MUNSTER, Ind. — Laura Norman used to ask her seventh-grade scientists to take out their textbooks and flip to Page Such-and-Such. Now, she tells them to take out their laptops.
The day all have seen coming — traditional textbooks being replaced by interactive computer programs — arrived this year in this traditional, well-regarded school district, complete with one naysaying parent getting reported to the police. Unlike the tentative, incremental steps of digital initiatives at many schools nationwide, Munster made an all-in leap in a few frenetic months — removing all math and science textbooks for its 2,600 students in grades 5 to 12, and providing a window into the hurdles and hiccups of such an overhaul.
The transformation, which cost $1.1 million for infrastructure, involved rewiring not just classrooms but also the mindset of students, teachers and parents. When teachers started hearing that “the server ate my homework,” they knew a new era had begun.
Our guess is that school districts with money to try switches to new technology or are lucky enough to get grants are the ones implementing blended learning. We are seeing “The Marines” of sorts at schools in suburbs, wealthy rural districts, urban private schools or others with grants. These programs are the first to hit the beaches. One of the first moves of these schools and states is to unhinge textbook buying practices and contracts.
Munster is hardly the first district to go digital. Schools in Mooresville, N.C., for example, started moving away from printed textbooks four years ago, and now 90 percent of their curriculum is online. “It didn’t happen overnight for us — it was an incremental change,” said Mark Edwards, Mooresville’s superintendent of schools. “The competency is evolutional.”
But Munster’s is part of a new wave of digital overhauls in the two dozen states that have historically required schools to choose textbooks from government-approved lists. Florida, Louisiana, Utah and West Virginia approved multimedia textbooks for the first time for the 2011-12 school year, and Indiana went so far as to scrap its textbook-approval process altogether, partly because, officials said, the definition of a textbook will only continue to fracture.

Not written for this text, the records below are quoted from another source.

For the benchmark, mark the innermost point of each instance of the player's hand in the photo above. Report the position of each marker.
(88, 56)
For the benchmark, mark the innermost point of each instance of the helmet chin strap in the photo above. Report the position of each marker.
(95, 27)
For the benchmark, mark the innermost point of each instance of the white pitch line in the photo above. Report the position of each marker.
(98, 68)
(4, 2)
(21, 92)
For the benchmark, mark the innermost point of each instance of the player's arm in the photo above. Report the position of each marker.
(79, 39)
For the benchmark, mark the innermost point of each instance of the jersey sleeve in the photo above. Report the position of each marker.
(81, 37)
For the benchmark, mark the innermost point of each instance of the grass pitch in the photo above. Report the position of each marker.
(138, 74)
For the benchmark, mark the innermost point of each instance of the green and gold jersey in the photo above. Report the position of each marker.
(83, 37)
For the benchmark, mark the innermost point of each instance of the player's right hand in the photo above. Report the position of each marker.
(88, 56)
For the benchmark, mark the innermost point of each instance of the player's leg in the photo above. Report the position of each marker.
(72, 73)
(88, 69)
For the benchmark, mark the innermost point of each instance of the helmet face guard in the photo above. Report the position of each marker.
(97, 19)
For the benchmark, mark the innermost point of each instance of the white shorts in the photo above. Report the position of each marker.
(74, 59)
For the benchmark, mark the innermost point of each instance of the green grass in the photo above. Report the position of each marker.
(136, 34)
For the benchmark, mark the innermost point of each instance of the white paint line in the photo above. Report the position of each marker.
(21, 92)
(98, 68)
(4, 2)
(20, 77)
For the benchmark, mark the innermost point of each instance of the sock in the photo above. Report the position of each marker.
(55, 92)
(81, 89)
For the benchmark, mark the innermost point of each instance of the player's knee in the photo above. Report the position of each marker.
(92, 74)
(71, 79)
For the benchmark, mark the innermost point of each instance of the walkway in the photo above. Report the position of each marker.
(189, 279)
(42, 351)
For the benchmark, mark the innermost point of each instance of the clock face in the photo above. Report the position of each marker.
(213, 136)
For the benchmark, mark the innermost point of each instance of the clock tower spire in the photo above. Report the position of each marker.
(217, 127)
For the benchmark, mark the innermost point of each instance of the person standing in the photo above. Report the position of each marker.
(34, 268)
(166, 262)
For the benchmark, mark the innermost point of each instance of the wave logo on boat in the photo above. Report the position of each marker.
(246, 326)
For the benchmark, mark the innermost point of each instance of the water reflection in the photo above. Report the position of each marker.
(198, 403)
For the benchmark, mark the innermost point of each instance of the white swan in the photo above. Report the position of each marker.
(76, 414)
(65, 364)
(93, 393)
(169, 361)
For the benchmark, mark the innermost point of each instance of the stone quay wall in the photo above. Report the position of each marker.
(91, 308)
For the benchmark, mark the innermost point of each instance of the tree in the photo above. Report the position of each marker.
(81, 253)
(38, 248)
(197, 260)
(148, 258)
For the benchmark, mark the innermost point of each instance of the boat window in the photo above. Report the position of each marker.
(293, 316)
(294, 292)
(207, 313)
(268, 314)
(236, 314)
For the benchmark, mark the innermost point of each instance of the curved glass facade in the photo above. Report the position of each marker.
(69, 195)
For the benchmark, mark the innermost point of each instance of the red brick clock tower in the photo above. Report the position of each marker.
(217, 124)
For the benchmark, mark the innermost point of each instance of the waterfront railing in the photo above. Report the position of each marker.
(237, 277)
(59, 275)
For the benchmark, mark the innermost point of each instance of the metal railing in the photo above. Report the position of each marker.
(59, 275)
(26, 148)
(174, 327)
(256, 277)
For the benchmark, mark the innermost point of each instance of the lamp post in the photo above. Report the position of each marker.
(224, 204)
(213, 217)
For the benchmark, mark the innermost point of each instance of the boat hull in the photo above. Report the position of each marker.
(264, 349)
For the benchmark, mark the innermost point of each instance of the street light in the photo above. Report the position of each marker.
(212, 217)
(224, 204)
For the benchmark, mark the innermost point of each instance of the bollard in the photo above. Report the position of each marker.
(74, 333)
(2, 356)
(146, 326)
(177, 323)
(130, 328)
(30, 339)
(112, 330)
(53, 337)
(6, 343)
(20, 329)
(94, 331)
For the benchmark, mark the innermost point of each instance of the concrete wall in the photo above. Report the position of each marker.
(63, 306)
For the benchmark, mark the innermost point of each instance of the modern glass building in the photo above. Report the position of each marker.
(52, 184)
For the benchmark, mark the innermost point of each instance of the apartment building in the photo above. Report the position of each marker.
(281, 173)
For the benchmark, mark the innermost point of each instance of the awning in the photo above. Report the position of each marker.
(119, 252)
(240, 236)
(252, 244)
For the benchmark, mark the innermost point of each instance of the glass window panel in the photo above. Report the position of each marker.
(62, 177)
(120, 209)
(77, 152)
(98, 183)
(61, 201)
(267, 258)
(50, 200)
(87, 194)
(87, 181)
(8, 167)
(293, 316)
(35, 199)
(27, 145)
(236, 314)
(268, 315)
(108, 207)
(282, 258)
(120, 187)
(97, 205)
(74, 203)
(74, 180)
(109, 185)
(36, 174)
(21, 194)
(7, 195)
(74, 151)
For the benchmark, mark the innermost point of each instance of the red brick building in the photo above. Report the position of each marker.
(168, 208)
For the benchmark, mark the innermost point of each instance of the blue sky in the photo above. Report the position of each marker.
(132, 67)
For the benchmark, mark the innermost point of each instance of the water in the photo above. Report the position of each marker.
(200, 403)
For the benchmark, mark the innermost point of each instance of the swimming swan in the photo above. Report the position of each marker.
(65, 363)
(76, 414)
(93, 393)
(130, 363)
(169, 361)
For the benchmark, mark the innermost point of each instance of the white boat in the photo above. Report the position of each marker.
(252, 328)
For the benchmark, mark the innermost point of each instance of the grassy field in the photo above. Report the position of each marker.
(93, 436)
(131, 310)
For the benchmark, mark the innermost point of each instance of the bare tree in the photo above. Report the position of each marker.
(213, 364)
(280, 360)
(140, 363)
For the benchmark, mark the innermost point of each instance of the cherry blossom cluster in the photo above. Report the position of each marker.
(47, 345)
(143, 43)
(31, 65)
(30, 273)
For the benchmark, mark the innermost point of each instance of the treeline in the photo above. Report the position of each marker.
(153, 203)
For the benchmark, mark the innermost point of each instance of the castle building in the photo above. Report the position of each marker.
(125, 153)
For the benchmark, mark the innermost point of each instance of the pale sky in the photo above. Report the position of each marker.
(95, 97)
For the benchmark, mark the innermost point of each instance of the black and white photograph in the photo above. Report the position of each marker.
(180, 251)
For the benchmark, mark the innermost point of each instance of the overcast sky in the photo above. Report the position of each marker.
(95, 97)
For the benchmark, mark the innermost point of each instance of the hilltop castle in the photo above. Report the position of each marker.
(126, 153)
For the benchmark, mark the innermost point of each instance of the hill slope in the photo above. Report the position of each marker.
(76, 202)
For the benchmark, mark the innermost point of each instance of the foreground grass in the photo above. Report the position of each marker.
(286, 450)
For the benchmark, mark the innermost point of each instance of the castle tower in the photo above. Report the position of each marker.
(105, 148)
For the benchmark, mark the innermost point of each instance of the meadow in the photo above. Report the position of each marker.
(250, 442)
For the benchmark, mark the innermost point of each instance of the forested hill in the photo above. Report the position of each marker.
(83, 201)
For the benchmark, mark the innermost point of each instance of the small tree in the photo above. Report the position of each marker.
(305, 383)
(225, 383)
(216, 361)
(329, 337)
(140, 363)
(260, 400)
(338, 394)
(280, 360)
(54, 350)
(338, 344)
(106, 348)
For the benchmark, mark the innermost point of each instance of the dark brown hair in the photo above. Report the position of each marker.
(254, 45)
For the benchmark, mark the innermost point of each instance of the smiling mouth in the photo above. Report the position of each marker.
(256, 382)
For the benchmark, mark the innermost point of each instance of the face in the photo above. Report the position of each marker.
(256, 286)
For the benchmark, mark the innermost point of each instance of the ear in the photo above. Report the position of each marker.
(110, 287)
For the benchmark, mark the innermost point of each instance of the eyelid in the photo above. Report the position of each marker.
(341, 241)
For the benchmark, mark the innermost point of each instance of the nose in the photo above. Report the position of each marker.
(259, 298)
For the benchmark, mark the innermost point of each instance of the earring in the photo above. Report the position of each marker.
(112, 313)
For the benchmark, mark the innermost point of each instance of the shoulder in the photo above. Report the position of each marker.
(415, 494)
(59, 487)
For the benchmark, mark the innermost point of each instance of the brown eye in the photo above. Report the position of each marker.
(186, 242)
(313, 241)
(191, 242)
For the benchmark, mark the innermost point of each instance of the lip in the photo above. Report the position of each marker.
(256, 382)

“We’ve stopped pretending that the state board of education is the biggest school district in the state,” said Tony Bennett, Indiana’s superintendent of public instruction. “I believe in local control, and we don’t have the ability to be the keeper of knowledge we have been in the past. We’ll be better off if we uncuff people’s hands.”
And here is what it looks like at work in the classroom:
Uncuffed, Angela Bartolomeo’s sixth graders spent a recent Wednesday rearranging terms of equations on an interactive Smart Board and dragging-and-dropping answers in ways that chalkboards never could. (In between, a cartoon character exclaimed that “Multiplying by 1 does not change the value of a number!” in his best superhero baritone.)
When the children followed up the lesson with exercises on their laptops, the curriculum, Pearson Education’s “Digits,” not only allowed them to advance at individual rates, but also alerted Ms. Bartolomeo via her iPad when they were stuck on a particular concept and needed help.
Software wirelessly recorded the children’s performance in a file that the teacher would review that night. “Last year I’d have to walk around and ask every kid how it’s going, and I’d be grading sheets, that kind of thing,” Ms. Bartolomeo said. “This way I can give my time to the kids who really need it. And it’s a lot more engaging for the kids. They’re actually doing their homework now.”
Ms. Norman, the seventh-grade science teacher, is using material from Discovery Education, which on that Wednesday included videos from Discovery’s “Mythbuster” series (commercial-free), an interactive glossary and other eye candy to help students investigate whether cellphones cause cancer. When Ms. Norman told the students to take out their ear buds to watch a video, two in the back yelped, “Cool!”